Sorry this post is full of gloom, perhaps the sun will come out tomorrow.

Deborah x

P.S. there is a little joy, everyday mum sends me a card and a lottery ticket, today it won a £1.00!

July 26/27 – Days 16/17

Running a little bit behind as far as blogs are concerned, this one is in fact being written by my sister Kate as dictated by me. This is an indication of how rough I’m feeling at the moment.

On day 16 my temperature reached the dizzy heights of 39.8. If it wasn’t for the temperature I would be feeling much better right now.

This feels like a hurricane more than any old storm. Anyway I just wanted to let you know where I am, hopefully tomorrow I’ll be up to writing more.

Deborah xxx

 

July 25th – Day 15

Have I really been in here that long? If you count my spell in the Cotton Rooms I have actually been away from home for 17  days. I think it’s about time I went home, but the consultant thinks differently and I think he is probably right. There are a few niggles that need sorting out, the first one of these being my spiking temperature.

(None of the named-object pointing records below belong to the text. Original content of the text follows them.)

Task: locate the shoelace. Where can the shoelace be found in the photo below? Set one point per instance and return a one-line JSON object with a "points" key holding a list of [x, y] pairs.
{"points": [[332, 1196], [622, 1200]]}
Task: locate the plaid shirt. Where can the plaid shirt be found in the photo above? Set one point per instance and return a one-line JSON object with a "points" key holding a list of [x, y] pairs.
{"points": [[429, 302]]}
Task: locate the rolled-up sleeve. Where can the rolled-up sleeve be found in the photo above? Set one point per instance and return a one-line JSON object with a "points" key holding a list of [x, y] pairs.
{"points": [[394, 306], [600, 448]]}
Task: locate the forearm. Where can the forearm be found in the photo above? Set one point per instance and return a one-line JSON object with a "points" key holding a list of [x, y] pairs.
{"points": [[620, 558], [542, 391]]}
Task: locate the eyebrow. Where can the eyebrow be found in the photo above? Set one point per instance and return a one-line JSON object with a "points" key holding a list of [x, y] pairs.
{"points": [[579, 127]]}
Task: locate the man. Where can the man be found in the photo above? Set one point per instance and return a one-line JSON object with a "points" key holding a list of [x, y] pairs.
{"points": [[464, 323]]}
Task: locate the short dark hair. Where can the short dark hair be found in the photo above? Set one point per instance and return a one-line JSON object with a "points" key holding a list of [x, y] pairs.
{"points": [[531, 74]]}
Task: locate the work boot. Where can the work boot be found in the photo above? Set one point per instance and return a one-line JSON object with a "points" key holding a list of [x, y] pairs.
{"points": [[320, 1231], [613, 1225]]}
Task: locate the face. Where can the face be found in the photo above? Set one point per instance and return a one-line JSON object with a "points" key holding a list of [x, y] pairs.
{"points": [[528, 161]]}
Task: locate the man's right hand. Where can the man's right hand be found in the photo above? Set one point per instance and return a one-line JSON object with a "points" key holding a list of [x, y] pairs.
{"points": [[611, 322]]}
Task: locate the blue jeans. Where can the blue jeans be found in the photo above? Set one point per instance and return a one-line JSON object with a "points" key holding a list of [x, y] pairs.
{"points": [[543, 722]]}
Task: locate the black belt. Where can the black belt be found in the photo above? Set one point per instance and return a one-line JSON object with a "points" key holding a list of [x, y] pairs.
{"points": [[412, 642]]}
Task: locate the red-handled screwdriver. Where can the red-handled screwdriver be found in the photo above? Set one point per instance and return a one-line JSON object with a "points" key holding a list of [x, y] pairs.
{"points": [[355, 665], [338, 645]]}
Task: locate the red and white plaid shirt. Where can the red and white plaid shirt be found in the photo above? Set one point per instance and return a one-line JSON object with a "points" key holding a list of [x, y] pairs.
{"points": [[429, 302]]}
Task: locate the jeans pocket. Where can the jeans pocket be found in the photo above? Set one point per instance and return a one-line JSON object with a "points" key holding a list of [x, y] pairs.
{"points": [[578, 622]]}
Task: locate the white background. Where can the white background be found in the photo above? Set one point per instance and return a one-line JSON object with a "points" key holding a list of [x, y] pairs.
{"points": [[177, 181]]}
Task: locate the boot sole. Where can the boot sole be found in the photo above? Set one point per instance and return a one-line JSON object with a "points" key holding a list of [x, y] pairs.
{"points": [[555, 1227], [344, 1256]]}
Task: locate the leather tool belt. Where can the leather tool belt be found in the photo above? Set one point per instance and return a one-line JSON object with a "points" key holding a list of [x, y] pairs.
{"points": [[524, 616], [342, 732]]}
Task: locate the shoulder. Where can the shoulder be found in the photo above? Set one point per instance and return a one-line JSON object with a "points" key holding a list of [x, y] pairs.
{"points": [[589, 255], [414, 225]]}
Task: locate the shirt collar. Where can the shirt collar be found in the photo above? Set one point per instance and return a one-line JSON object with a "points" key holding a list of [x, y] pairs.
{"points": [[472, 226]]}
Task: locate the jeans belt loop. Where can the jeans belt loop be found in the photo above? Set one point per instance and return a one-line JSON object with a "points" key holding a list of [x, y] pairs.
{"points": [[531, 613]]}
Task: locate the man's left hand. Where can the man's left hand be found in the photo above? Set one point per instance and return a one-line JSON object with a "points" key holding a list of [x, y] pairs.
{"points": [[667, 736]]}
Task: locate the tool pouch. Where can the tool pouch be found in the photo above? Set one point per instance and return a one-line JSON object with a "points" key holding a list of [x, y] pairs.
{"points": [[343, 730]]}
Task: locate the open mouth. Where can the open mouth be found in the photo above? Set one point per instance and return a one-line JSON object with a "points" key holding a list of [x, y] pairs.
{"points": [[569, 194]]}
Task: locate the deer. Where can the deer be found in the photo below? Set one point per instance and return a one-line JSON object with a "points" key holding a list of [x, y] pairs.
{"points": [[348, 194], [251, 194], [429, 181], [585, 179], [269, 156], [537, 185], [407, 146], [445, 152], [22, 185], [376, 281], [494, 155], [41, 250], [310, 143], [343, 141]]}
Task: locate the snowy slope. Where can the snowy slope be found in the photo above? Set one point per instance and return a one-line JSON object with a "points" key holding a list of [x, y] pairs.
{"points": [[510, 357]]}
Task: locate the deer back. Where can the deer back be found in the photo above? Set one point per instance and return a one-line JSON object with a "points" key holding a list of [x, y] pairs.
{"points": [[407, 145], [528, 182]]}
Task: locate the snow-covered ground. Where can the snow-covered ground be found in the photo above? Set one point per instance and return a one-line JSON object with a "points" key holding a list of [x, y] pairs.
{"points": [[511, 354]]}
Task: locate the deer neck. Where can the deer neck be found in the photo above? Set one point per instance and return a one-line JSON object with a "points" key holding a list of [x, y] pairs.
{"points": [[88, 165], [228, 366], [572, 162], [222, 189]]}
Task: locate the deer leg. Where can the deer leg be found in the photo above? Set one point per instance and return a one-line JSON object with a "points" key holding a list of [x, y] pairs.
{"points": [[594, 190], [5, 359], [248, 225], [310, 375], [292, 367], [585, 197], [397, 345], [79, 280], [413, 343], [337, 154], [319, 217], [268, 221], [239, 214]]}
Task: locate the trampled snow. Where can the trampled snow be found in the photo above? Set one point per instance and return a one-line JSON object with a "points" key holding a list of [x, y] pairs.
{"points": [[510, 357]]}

I have just been seen by the dietician. She is encouraging me to eat and drink anything I fancy, the higher the calories the better. That would usually be music to my ears but my appetite has completely disappeared. Still I have to force down what I can if I am to stand any chance of getting out of here.

I do miss home and my little village. Yesterday I received a lovey parcel of goodies which should entice me to eat something. Thank you Patrick, Annette, Gerald and Audrey, your kind thoughts are much appreciated.

View from our back door.

View from our back door.

My room is also smelling even sweeter thanks to the lovely rose scented bag from Lorraine. I can almost imagine sitting in the garden.

I need somehow to get some energy from somewhere, honestly just a trip to the bathroom seems to warrant another sleep at the moment.

Talking about feeling tired, I think this is as much I can manage right now.